BACKGROUND: Telemedicine use for the care of people with HIV (PWH) significantly expanded during the COVID-19 pandemic. During 2021, vaccine uptake increased and patients were encouraged to resume in-person care, resulting in a mixture of in-person and telemedicine visits. We studied how different patient populations used telemedicine in this hybrid-care environment.
METHODS: Using observational data from patients enrolled in the Johns Hopkins HIV Clinical Cohort, we analyzed all in-person and telemedicine HIV primary care visits completed in an HIV clinic from January 1st, 2021 to December 30th, 2021. We used log-binomial regression to investigate the association between patient characteristics and the probability of completing a telemedicine versus in-person visit, and the probability of completing a video versus telephone visit.

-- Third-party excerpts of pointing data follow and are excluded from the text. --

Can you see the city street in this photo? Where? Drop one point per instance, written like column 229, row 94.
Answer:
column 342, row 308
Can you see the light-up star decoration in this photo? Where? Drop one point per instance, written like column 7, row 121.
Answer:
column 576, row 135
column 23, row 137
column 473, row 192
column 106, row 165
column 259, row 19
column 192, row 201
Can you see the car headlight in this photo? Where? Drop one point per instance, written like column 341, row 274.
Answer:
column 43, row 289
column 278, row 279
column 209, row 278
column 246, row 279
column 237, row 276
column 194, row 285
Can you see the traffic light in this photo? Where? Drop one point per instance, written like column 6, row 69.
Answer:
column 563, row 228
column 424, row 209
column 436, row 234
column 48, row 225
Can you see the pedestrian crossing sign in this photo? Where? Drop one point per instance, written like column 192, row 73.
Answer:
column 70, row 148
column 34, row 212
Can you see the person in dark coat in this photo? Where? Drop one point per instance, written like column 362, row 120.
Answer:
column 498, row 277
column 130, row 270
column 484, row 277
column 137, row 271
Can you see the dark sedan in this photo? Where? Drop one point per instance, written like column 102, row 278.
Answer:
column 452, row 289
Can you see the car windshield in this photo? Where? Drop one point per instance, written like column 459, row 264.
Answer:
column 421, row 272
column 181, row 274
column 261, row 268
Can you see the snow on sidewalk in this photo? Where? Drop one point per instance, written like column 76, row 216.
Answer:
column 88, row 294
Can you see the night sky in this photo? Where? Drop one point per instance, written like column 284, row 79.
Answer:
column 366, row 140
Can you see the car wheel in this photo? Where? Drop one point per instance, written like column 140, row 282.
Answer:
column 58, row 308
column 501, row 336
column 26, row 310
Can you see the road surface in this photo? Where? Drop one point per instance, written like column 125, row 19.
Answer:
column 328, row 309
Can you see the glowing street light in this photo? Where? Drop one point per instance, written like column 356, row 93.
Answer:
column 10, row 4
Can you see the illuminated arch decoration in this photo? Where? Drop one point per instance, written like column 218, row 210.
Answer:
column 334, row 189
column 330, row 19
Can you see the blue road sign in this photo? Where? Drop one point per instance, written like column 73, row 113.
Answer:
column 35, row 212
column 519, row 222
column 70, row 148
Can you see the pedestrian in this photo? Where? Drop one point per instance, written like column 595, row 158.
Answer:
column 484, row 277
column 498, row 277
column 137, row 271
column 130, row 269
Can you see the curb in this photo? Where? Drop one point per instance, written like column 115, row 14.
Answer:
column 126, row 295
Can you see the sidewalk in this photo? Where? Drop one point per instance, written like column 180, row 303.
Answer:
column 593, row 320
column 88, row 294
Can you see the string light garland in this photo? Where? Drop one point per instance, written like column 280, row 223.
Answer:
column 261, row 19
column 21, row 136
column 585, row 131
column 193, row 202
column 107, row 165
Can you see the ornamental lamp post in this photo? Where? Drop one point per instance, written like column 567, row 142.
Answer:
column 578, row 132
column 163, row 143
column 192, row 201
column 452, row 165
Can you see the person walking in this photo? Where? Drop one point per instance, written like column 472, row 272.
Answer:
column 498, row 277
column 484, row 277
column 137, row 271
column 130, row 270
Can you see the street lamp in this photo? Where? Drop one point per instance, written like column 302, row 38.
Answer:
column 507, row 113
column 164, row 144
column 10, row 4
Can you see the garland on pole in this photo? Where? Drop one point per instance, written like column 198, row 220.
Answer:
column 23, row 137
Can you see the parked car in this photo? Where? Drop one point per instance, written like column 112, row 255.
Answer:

RESULTS: A total of 5,518 visits were completed by 1,884 patients; 4,282 (77.6%) visits were in-person, 800 (14.5%) by phone, and 436 (7.9%) by video. The relative risk (RR) of completing telemedicine vs. in-person visits was 0.65 (95% Confidence Interval (CI): 0.47, 0.91) for patients age 65+ vs. age 20-39; 0.84 (95% CI: 0.72, 0.98) for males vs. females; 0.81 (95% CI: 0.66, 0.99) for Black vs. white patients; 0.62 (95% CI: 0.49, 0.79) for patients in the highest vs. lowest quartile of Area Deprivation Index; and 1.52 (95% CI: 1.26, 1.84) for patients >15 miles vs. <5 miles from clinic.
CONCLUSIONS: In the second year of the pandemic, overall in-person care was utilized more than telemedicine, and significant differences persist across subgroups in telemedicine uptake.